Here's how I implement this. If I'm solving for $N_{floors}$, I say I have 2 + 2*$N_{floors}$ states. s = 0 is the "solved" state, where you've determined the correct break floor. s = 1 is the "both eggs broken" state. States s = [2, 1+$N_{floors}$] are states where you have 1 egg, and are on floor f=(s-1). States s = [2+$N_{floors}$, 1+2*$N_{floors}$] are states where you have 2 eggs, and are on floor f=(s-$N_{floors}$-1). For actions, a=0 means dropping on the 1st floor, a=1 means dropping on the 2nd, etc. So Q, the action-value matrix, and E, the eligibility trace matrix, both using this ordering.

My code is broken up into two classes: EggdropAgent, and EggdropEnvironment.
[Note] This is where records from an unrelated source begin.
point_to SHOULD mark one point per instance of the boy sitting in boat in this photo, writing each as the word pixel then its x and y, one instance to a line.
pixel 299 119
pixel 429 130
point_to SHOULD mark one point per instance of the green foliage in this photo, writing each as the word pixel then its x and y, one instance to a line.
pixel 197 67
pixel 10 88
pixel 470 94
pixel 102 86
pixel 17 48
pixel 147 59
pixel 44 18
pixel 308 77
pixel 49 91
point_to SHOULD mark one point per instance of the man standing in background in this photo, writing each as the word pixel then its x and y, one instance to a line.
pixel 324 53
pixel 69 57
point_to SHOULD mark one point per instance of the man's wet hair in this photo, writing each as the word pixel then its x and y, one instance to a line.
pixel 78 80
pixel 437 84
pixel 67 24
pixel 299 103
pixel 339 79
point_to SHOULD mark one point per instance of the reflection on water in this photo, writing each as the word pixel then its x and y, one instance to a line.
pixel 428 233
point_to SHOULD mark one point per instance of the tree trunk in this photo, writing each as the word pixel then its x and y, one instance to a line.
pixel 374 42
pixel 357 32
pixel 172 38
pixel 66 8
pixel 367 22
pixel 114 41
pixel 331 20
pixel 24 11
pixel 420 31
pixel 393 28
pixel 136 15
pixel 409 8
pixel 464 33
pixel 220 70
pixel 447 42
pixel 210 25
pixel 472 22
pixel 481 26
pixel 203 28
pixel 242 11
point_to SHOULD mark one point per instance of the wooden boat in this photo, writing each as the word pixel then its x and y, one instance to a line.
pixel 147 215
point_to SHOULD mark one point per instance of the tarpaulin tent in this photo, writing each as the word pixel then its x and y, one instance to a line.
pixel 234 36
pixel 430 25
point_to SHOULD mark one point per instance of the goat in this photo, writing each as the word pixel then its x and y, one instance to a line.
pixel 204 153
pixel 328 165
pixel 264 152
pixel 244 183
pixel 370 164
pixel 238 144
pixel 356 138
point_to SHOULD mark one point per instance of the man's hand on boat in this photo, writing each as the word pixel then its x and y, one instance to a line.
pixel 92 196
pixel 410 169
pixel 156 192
I like this because it really emphasizes that the agent is model free, in that it only gets to "sample" the environment, and doesn't know the background mechanics of it.
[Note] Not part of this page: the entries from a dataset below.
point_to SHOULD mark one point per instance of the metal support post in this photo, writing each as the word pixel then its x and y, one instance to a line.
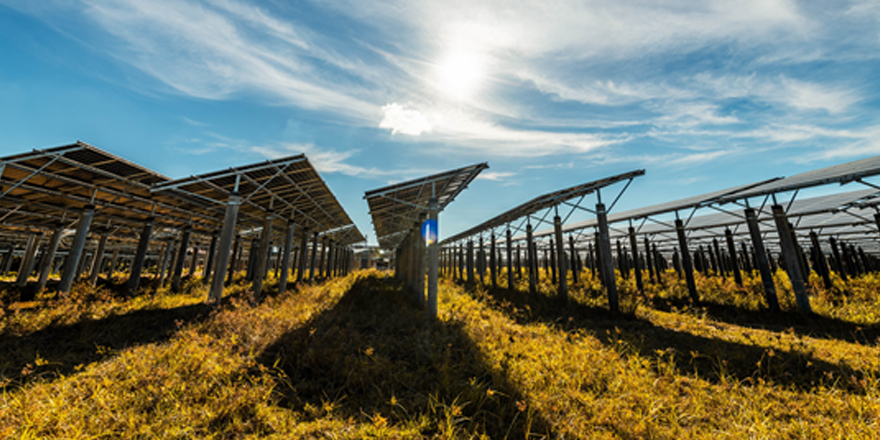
pixel 99 258
pixel 532 259
pixel 470 262
pixel 262 256
pixel 789 253
pixel 46 264
pixel 607 263
pixel 734 264
pixel 649 261
pixel 820 262
pixel 314 259
pixel 509 249
pixel 575 266
pixel 134 278
pixel 433 249
pixel 181 259
pixel 561 260
pixel 493 267
pixel 633 243
pixel 26 260
pixel 209 258
pixel 761 260
pixel 71 263
pixel 303 254
pixel 686 261
pixel 227 234
pixel 285 261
For a given episode, EggdropAgent will call EggdropEnvironment's generateEpisode() function, which will choose a "break floor", the floor the egg breaks if dropped from or above. Then, EggdropAgent will repeatedly call the environment's performAction(S,A) function, which will return R and S'. The agent will then get the next action A', and do the SARSA update.

I should also briefly mention what performAction is doing behind the scenes. It first determines e (eggs remaining) and f (floors remaining) from state s. Then, it determines if the egg breaks or not (i.e., (a+1) >= break floor). All rewards are -1 (representing one dropping of an egg, which we want to minimize the total number of), except for if you break an egg in a 1e state. Then, the reward is massively negative, -9000, because we really want the agent to avoid this (I'll talk more about this later). It then does some arithmetic to figure out how many floors you have left given whatever happened during that drop.
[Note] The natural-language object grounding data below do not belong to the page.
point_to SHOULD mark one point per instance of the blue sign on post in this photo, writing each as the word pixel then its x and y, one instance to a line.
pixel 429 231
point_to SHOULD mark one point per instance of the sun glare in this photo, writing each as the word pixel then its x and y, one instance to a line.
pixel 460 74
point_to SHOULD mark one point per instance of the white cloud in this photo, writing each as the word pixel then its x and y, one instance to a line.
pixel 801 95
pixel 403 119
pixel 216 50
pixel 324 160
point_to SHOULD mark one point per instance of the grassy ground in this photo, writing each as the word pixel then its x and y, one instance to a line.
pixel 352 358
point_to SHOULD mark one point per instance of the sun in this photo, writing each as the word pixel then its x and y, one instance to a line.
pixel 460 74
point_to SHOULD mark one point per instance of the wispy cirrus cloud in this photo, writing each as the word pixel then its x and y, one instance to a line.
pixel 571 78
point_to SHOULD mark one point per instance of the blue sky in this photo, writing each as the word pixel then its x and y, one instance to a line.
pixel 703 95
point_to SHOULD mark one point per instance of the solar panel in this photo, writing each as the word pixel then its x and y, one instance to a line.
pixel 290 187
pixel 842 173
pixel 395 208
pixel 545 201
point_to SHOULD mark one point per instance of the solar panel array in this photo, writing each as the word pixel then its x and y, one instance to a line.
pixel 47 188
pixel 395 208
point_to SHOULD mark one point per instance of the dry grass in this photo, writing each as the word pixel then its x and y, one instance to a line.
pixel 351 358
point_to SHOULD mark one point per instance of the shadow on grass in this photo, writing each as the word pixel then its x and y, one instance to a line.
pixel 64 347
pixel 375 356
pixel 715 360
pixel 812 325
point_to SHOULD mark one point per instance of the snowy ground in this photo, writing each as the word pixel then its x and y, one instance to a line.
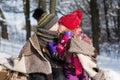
pixel 110 62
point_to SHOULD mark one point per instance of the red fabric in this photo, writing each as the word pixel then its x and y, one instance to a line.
pixel 71 20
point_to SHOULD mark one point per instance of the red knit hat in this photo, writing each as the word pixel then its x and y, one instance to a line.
pixel 71 20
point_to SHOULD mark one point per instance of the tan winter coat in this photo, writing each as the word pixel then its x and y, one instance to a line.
pixel 30 60
pixel 85 53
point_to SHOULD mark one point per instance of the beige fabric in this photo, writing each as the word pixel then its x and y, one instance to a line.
pixel 34 59
pixel 79 46
pixel 87 64
pixel 30 60
pixel 16 64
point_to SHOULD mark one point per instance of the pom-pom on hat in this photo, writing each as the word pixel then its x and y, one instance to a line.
pixel 71 20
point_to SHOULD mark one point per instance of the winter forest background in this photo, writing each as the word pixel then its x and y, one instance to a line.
pixel 101 21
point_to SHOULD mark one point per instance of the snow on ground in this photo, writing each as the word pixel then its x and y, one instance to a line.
pixel 13 46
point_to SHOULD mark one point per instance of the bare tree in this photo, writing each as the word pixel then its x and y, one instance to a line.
pixel 52 6
pixel 27 18
pixel 3 25
pixel 95 24
pixel 42 4
pixel 118 18
pixel 106 6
So, here's the agent code for learning a single episode:

def learnEpisode(self,starting_state=None):

    self.R_tot = 0

    #This will run one full episode with the environment, learning at each time step.
    self.time_step = 0
    self.state_history = []

    #Reset the eligibility trace matrix
    self.resetE()

    #Get the starting state (N floors, 2e) and put it in the history array.
    if starting_state is None:
        self.s = self.getTopFloorStartingState()
    else:
        self.s = starting_state

    self.state_history.append(self.s)

    self.a = self.getAction(self.s)

    #Generate the episode
    self.env.generateEpisode(self.getFloorsAndEggsRemainingFromState()[1])

    while True:

        if self.s==0:
            #print('in solved state, exiting!')
            return((0,self.R_tot))
            break
        if self.s==1:
            #print('in both eggs broken state, exiting!')
            return((1,self.R_tot))
            break

        #So above this line, you have the SA from SARS'A'.
        (self.R,self.s_next) = self.env.performAction(self.s,self.a)
        self.R_tot += self.R

        self.a_next = self.getAction(self.s_next)

        #Increment E and update Q, and then decay E
        self.incrementCurStateActionE()
        self.updateQ()
        self.decayE()

        #updating s and a
        (self.s,self.a) = (self.s_next,self.a_next)
        self.state_history.append(self.s)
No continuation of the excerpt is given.